Folha de S. Paulo
Ex-presidente sinaliza que prefere manter
identidade autoritária do movimento a ceder espaço para direita tradicional
Indicação de filho mais velho mostra que
movimento bolsonarista resiste à absorção pelo centrão
Com a indicação de Flávio
Bolsonaro como seu candidato à
Presidência da República, Jair tenta soldar as rachaduras em seu
círculo familiar. Mais do que isso, tenta preservar a identidade autoritária e
populista de seu movimento, resistindo às tentativas de absorção pelo
centrão.
Desde o início de sua carreira política, Bolsonaro administra sua máquina política como uma empresa familiar. É fácil entender por quê: seus filhos nunca tiveram qualquer capital político independente do pai; se não o obedecerem, Jair os condenará ao ostracismo político e, pior, à necessidade de arrumar emprego.
Por contraste, Michelle
Bolsonaro tem algum capital político próprio.

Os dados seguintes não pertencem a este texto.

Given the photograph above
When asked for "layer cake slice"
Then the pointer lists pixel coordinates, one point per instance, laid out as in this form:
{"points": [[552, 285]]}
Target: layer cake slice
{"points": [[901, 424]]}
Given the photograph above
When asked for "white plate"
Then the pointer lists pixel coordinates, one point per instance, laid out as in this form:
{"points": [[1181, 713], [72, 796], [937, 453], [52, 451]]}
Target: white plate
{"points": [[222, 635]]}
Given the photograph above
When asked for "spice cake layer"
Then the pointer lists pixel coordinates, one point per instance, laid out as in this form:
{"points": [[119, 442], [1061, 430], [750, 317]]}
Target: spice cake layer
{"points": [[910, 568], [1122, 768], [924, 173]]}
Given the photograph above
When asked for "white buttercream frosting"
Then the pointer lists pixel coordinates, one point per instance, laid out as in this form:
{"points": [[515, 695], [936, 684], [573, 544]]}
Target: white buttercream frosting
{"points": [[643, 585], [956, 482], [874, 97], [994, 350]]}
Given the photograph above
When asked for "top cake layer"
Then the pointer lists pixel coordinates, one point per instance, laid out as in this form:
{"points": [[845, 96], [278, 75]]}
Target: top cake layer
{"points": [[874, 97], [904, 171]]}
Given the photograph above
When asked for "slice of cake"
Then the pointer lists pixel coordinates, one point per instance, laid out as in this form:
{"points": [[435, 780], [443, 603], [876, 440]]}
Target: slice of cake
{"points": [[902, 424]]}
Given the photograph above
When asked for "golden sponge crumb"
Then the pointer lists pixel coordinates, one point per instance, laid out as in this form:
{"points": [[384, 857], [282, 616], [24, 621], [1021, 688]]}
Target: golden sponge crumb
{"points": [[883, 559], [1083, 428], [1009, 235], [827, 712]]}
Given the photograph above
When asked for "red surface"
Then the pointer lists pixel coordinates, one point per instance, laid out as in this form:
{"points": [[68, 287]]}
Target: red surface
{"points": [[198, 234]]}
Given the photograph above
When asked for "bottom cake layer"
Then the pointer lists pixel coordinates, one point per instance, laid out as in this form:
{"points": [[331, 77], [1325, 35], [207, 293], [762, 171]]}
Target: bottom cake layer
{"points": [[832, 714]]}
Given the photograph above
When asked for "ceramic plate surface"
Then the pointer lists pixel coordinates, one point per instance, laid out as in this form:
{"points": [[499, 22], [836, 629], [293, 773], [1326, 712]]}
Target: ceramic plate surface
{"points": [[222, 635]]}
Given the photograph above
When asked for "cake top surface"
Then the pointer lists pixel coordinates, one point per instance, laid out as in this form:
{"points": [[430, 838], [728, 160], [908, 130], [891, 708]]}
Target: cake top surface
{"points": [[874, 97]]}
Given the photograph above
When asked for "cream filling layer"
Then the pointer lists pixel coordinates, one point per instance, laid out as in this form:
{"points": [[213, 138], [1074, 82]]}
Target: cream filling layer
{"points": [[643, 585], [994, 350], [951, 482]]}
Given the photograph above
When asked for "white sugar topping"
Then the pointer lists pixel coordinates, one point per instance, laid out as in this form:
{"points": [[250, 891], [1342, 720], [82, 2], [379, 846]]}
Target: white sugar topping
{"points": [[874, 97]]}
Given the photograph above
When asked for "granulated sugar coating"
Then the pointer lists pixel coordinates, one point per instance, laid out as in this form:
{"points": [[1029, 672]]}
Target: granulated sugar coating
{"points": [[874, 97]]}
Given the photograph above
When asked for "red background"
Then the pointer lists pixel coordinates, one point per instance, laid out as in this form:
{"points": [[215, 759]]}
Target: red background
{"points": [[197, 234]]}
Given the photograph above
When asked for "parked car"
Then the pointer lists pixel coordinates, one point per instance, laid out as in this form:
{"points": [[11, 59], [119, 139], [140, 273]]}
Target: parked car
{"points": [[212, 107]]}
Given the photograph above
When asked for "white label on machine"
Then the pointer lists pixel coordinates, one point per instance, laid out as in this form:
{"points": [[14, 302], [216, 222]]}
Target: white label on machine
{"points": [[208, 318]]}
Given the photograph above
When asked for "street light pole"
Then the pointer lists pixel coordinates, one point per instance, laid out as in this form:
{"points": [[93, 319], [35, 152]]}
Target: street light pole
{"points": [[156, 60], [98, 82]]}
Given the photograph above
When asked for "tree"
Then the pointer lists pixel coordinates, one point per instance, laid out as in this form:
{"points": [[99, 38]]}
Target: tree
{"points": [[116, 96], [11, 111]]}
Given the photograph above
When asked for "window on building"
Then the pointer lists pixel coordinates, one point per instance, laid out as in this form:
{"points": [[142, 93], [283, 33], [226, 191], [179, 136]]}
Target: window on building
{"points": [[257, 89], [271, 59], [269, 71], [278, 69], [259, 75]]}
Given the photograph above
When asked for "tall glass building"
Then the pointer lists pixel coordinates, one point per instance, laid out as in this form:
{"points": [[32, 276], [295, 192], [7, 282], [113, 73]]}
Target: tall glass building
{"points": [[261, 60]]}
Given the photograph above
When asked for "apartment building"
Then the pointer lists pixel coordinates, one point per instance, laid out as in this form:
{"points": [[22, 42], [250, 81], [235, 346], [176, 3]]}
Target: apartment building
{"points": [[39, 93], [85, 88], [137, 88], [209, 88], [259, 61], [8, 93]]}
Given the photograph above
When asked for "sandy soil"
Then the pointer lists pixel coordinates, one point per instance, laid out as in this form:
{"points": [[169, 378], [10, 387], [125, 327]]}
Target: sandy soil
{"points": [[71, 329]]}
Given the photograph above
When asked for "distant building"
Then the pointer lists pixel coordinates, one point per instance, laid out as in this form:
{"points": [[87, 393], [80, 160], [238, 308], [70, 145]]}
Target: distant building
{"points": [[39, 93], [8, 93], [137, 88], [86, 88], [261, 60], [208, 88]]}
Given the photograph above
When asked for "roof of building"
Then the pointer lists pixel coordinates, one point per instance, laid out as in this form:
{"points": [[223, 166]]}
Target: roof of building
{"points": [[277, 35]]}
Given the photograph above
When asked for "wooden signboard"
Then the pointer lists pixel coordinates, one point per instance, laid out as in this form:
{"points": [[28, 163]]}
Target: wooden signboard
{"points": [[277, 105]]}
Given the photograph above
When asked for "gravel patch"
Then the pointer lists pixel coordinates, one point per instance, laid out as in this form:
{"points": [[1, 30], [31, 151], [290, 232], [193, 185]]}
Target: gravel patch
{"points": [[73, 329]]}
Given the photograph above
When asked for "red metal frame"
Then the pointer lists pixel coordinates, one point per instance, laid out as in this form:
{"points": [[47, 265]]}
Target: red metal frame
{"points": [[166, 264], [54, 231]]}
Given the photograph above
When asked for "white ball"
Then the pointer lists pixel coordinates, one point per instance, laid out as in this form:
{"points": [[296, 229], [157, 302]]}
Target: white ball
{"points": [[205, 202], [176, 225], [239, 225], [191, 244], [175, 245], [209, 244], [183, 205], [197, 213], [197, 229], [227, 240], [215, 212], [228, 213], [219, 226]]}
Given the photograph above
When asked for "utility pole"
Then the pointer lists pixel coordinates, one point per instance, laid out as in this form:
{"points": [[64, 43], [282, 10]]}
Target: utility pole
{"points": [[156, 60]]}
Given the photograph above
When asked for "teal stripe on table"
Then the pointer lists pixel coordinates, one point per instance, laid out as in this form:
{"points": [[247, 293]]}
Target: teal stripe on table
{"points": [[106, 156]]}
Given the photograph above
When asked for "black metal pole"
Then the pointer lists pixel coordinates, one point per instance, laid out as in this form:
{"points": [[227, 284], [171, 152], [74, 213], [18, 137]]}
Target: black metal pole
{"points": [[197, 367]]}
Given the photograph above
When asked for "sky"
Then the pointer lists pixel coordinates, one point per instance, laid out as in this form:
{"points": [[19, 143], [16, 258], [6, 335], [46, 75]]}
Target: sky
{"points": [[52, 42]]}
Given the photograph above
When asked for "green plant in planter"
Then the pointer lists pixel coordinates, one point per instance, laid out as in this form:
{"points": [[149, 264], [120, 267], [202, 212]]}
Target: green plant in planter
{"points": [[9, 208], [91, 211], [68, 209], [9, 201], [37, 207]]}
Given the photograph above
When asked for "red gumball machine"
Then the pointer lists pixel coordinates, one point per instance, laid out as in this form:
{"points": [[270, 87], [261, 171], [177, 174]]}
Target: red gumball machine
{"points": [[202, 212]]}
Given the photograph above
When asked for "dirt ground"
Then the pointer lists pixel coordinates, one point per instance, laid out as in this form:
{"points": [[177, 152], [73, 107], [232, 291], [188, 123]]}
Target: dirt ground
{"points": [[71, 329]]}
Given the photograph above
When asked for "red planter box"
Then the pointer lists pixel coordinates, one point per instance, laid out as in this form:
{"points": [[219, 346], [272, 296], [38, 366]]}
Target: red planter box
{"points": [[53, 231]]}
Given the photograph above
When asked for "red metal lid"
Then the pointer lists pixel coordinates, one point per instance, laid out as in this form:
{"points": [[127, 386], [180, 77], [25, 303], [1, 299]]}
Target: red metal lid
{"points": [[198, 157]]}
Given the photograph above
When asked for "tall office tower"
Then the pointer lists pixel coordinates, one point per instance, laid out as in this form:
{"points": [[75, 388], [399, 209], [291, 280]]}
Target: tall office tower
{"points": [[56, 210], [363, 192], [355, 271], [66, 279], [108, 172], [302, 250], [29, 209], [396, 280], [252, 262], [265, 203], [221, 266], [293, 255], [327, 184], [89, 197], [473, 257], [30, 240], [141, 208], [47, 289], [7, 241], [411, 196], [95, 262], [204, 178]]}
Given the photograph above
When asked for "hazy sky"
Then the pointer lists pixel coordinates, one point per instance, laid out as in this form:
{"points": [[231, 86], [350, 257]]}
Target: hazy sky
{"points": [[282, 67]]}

Não sabemos se ele é grande o suficiente para
sustentá-la em voo solo. Não há qualquer sinal de que Michelle tenha posições
consistentes sobre qualquer problema brasileiro relevante. Mas ela é
articulada, ao contrário de Carlos. É carismática, ao contrário de Flávio. Não
está diretamente associada a uma tentativa de destruir a economia brasileira
com auxílio de superpotência estrangeira, como Eduardo. E não é tão ruim que só
conseguiu se eleger em Balneário Camboriú, como Jair Renan.
É exatamente isso que desqualifica Michelle
para liderar o campo bolsonarista. Só a total ausência de qualidades políticas
torna um parente de Bolsonaro leal o suficiente a seus olhos.
Flávio Bolsonaro satisfaz
perfeitamente essa exigência. Mas não se trata apenas disso.
Ao anunciar a candidatura de Flávio,
Bolsonaro indica que aceita perder a eleição, mas não aceita dissolver seu
movimento na direita tradicional. Seu capital político só será administrado por
quem o obedecer cegamente.
E suas ordens são claras: a prioridade é
eleger senadores suficientes para impichar ministros do STF, anistiar os
golpistas e ressuscitar a ofensiva autoritária sob a liderança não de Flávio,
mas do próprio Jair
Bolsonaro, já anistiado e miraculosamente livre dos problemas de
saúde que embasam seu pedido de prisão domiciliar.
Se esse objetivo for atingido, não importa se
o próximo presidente será Lula ou Tarcísio.
O anúncio da candidatura de Flávio põe em
xeque a estratégia que a direita tradicional adotou desde a derrota de 2022. Na
falta de uma terceira via eleitoralmente viável, pensaram os bonitões, a
alternativa seria moderar o bolsonarismo por dentro e usá-lo para seus próprios
fins.
O centrão até que se deu bem: desenvolveu uma
simbiose com o golpismo, usando a retórica anti-STF dos bolsonaristas para se
proteger de investigações de corrupção originadas no STF.
Já a Faria Lima criou em torno de Tarcísio de
Freitas um personagem liberal e tecnocrata que, graças a uma alquimia nunca
explicada, conseguiria assumir a liderança de um movimento eminentemente
populista e personalista.
A direita tradicional errou no pós-golpe.
Deveria ter se juntado aos esforços para quebrar o golpismo – inclusive seu
braço político, que as autoridades erraram em não investigar. Deveria ter se
reorganizado sem os golpistas, mesmo que demorasse mais do que um ciclo
eleitoral.
Agora corre o risco de perder a eleição do
mesmo jeito, e de começar a reconstrução com quatro anos de atraso. A Faria
Lima não entendeu o que a direita precisava. Quem entendeu foi Xandão.